Multiple questions should be broken in multiple items, but anyway,

If your plating process is well done, and everything is thoroughly cleaned after, the level of Cr(III) or Cr(VI) remaining should be low enough to be inconsequential to health and the environment. You're correct stating that regardin chrome, thre will be only a passivated layer of metallic chromium and not the trivalent or hexavalent.
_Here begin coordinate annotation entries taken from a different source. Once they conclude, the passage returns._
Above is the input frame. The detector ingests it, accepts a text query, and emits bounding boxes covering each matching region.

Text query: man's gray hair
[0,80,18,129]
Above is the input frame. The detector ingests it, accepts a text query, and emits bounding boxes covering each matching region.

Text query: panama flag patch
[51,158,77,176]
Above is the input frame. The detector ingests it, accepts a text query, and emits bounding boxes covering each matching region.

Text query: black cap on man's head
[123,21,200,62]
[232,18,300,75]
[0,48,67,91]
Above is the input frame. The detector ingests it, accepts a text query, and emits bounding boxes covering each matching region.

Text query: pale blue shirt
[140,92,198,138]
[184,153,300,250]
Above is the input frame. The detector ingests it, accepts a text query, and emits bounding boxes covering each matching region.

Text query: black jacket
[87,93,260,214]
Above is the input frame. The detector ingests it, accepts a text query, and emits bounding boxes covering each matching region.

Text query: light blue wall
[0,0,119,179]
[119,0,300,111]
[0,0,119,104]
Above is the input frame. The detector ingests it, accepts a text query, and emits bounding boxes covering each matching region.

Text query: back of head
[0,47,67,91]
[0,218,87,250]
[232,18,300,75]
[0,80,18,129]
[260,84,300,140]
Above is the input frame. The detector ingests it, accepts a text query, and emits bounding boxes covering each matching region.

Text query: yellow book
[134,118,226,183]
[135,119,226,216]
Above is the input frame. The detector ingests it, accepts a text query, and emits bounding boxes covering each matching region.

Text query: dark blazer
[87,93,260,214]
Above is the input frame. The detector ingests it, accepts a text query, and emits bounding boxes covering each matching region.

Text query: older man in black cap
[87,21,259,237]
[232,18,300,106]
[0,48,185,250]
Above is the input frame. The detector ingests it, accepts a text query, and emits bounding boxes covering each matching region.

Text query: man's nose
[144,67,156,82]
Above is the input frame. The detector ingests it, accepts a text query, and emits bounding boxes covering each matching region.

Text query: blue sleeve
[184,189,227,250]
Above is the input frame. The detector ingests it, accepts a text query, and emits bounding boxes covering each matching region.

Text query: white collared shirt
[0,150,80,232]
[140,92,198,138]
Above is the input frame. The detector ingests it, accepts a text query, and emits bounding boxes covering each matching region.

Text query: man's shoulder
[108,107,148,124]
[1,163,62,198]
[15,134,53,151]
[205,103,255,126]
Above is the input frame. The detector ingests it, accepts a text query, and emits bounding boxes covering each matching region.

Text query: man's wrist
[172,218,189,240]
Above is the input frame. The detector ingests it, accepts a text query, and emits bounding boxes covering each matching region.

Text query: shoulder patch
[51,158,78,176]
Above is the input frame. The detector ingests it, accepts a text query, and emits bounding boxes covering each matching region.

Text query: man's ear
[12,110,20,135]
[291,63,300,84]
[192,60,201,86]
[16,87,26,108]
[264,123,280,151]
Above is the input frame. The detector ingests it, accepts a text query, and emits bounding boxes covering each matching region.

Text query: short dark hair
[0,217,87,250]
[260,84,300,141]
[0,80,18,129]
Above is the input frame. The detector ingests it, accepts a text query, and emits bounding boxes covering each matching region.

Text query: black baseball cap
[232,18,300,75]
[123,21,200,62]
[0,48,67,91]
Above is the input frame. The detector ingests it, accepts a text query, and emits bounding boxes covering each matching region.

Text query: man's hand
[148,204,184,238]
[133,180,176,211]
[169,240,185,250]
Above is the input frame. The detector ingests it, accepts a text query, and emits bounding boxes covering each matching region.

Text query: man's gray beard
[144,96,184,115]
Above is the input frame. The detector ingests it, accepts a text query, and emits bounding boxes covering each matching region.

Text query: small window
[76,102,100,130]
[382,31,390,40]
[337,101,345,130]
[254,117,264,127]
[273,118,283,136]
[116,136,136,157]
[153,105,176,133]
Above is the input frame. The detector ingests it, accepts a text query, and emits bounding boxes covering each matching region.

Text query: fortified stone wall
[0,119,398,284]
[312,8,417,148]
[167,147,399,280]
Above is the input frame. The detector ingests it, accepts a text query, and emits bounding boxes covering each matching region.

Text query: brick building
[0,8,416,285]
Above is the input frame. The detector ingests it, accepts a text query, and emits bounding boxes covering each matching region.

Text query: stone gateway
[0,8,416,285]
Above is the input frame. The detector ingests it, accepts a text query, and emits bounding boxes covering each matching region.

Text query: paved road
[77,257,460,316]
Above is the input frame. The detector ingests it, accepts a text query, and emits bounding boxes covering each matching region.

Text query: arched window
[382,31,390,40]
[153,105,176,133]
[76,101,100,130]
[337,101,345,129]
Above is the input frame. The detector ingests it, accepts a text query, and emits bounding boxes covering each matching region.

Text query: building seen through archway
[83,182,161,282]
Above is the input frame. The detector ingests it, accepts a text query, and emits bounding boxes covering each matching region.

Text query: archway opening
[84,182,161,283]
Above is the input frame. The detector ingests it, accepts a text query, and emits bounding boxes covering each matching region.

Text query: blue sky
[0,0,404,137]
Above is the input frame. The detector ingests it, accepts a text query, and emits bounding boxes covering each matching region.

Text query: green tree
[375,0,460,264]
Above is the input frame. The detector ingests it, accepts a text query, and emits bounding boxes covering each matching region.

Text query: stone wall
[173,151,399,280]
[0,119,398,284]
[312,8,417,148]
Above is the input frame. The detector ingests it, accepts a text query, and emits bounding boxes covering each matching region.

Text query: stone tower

Please do remember that the main reason that chrome plating makes things resistant to corrosion is that as soon as chromium is exposed to air, it forms a very thin layer of chromium oxide attached to the surface of the metal, preventing further corrosion. So, in fact, there is some Cr(III) on a finished piece of chrome plated material.

We aren't considering the environment were the finished part will be exposed/used. If aggressive enough conditions are present, the chromium layer will be corroded away and will enter the environment as Cr(III)/Cr(VI).

Regarding Cr(VI) detection, there is a "simple" method involving a solution of diphenylcarbazide described at https://www2.mst.dk/udgiv/publications/2009/978-87-7052-987-7/html/kap04_eng.htm

However, one can easily buy test kits for Cr(VI) on Amazon, ready for use, starting at about (February 2019) USD 110.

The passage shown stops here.